Warning: This post may come off as a little kumbaya at times, jaded at others, but I always try to stay positive. Here, I tried to keep it real. You have been warned.
My favorite books are the ones where the hero wins in the end.
I mean, seriously, does that surprise you? I wrote a book called ADORKABLE for crying out loud!
The girl gets her guy. Good triumphs over evil. The world is going to crap, crashing down all around us, but somehow…the dog lives in the end.
That is what I think makes a great story.
The difference between the younger books I read versus the adult books is that in YA and children’s books there is an innocence but, within that, a definitive sense of right and wrong.
Young adults read books like Harry Potter. They grow up on these books. They devour the pages and breathe the words in like oxygen. Some may call it naive, but young people read books like Harry Potter, and they just know Voldemort will lose in the end. They see someone who stands for hate and racism, a man who surrounds himself with deatheaters who want to get rid of all the “mudbloods” to keep the magical race “pure,” and they know, without a shadow of a doubt, that that.is.wrong.
They believe in the wisdom found inside HP’s magical pages like, “If you want to know what a man’s like, take a good look at how he treats his inferiors, not his equals,” and “We’ve all got both light and dark inside us. What matters is the part we choose to act on. That’s who we really are.” Whether they remember the quote or not, young people absorb the meaning and truth of these words.
They see good people like Harry, Ron, and Hermione fighting back, doing all they can to keep us from returning to the dark ages, and they cheer them on. They want the good guys to win. They want the bad guys to lose. It’s that simple.
Because really, how could we get to the end of book 7 of this best-series-in-the-entire-world only to find out that…Voldemort wins???
No. Young people would never stand for it, readers would revolt, and a great author like J.K. Rowling would never let that happen.
This is one of the reasons I love YA and children’s books. The worlds in these books, however bleak, are often full of hope. Things may sometimes seem hopeless…but then you realize that you still have about 100 more pages left to read, and you know, you just know, that things will turn around. The promise of a happy ending drives us to keep reading, keep hoping, to never give up.
I wish the world was more like the books I love so much. (Although not The Hunger Games. That would be pretty messed up.)
I think the world needs more hope and less hate. More happy endings and less tragedies. More heroines and less bad guys.
I’ve got to be honest with you. Right now, I don’t see a whole lot of light. There is darkness everywhere.
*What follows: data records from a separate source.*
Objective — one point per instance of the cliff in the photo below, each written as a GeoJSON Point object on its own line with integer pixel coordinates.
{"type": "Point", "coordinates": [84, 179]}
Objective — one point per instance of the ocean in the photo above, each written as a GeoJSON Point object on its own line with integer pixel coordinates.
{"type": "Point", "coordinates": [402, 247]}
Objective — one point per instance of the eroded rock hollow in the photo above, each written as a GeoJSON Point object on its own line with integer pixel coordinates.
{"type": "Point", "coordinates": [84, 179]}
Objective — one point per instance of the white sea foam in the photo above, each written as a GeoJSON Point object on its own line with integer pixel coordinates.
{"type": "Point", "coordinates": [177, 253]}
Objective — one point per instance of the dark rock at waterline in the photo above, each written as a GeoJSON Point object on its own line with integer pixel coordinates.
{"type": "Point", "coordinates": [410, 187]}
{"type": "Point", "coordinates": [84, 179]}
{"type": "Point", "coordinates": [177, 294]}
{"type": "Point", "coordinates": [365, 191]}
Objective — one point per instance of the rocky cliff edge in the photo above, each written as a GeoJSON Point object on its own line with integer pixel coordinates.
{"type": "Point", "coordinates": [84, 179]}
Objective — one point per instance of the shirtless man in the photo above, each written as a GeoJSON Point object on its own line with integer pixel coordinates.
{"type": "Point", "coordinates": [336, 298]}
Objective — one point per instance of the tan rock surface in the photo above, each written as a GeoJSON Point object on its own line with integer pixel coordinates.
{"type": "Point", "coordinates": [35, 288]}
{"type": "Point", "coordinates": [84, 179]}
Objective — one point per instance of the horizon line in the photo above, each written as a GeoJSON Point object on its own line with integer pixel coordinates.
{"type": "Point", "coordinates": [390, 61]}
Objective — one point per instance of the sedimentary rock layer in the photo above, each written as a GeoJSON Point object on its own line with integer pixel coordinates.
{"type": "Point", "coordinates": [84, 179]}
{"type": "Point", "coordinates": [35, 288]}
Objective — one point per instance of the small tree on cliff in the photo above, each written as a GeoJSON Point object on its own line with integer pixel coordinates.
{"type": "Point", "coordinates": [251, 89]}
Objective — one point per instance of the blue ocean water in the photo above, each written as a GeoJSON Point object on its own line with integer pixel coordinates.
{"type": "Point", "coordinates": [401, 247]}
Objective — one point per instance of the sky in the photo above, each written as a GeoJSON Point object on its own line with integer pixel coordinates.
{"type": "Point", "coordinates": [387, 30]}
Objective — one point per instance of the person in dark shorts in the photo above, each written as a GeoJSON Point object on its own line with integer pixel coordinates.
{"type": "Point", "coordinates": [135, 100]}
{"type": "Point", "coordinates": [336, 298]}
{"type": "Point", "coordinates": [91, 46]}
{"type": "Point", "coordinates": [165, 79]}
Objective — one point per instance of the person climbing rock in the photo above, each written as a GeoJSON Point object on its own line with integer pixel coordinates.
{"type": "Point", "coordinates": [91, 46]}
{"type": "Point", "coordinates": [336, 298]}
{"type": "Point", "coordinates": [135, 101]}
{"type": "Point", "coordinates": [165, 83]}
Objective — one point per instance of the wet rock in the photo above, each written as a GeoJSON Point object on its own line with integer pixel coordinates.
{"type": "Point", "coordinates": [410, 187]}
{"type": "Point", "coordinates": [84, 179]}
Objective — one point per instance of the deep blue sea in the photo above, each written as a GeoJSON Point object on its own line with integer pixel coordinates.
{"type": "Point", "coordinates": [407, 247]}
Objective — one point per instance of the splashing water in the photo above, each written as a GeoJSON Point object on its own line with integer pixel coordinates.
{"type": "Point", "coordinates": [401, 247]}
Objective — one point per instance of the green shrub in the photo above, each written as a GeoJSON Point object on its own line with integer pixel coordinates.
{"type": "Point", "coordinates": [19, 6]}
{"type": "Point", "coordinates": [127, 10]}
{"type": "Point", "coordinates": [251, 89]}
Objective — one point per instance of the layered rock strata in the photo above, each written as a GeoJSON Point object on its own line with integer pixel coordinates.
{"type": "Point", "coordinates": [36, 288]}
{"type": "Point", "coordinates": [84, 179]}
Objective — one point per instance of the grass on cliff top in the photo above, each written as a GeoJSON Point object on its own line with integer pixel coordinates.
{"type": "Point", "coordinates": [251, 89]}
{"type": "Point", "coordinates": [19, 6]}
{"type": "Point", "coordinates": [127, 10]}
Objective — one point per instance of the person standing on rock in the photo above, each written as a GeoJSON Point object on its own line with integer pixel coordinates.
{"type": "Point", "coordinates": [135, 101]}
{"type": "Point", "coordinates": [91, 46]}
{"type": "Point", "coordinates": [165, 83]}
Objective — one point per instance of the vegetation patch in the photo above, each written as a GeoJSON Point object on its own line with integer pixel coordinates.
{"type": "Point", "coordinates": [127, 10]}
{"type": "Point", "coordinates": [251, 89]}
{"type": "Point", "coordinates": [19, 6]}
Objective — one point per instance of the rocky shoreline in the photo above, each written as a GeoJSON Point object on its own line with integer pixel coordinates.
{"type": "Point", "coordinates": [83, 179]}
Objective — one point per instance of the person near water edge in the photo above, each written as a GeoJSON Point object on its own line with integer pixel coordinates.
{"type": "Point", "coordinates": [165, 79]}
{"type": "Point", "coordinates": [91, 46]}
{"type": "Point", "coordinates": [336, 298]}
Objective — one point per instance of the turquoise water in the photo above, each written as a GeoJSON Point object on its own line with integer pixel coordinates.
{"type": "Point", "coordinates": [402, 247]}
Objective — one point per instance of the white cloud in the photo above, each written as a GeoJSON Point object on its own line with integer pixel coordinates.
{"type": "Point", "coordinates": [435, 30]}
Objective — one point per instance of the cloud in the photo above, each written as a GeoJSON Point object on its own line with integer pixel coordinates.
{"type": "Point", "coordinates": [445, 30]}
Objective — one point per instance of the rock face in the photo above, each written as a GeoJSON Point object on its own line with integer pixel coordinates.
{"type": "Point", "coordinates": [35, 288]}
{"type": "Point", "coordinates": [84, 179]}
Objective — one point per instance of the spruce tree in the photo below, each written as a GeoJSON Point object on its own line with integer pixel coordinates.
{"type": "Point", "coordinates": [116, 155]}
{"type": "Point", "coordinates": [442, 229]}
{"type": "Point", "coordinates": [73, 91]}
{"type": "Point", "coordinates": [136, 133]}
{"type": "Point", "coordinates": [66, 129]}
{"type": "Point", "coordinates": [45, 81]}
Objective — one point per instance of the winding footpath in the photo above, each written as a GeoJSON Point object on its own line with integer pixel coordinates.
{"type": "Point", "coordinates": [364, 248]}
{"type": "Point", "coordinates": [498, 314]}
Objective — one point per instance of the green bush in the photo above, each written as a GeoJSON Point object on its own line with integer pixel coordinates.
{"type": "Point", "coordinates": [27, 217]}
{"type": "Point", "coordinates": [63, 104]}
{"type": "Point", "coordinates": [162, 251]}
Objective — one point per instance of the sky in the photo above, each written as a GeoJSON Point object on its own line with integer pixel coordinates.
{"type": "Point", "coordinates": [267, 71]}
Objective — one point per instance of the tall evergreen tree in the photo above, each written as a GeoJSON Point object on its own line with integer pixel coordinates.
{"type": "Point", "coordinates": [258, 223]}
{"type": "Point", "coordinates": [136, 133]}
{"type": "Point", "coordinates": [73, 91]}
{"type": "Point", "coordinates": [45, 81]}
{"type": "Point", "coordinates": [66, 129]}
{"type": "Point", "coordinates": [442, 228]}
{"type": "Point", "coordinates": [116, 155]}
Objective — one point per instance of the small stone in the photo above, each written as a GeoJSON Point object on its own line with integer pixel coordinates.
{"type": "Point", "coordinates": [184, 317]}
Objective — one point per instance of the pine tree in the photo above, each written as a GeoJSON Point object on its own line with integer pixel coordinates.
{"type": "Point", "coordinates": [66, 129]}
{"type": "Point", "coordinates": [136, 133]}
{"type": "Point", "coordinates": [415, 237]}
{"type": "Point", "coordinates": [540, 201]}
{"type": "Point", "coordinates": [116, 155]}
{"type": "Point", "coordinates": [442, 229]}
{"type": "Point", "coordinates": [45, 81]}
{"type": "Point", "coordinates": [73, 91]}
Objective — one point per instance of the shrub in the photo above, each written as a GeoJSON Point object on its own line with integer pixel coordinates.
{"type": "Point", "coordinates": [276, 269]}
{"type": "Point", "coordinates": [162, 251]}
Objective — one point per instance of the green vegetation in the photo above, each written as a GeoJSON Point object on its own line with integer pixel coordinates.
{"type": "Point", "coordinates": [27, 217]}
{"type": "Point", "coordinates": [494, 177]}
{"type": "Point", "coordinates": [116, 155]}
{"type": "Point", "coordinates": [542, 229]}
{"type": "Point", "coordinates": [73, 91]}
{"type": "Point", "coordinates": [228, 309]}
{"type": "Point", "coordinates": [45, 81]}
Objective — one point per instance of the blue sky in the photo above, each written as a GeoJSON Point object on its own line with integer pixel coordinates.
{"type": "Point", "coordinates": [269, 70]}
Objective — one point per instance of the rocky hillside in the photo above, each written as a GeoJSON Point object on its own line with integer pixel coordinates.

I’m not giving up, and I don’t think anyone who feels like I do should either. But my faith in people has been shaken. I do not know how people could dismiss a man’s despicable actions, hateful words and beliefs and support him anyway. I just…don’t.
So that’s where I am. To try and end on a positive, I’ll leave you with some words said by a smart man, created by the mind of an even smarter woman:
“Happiness can be found, even in the darkest of times, if one only remembers to turn on the light.”–J.K. Rowling, Harry Potter and the Prisoner of Azkaban
The next blog post will be lighter, I promise. Hope everyone has a great week.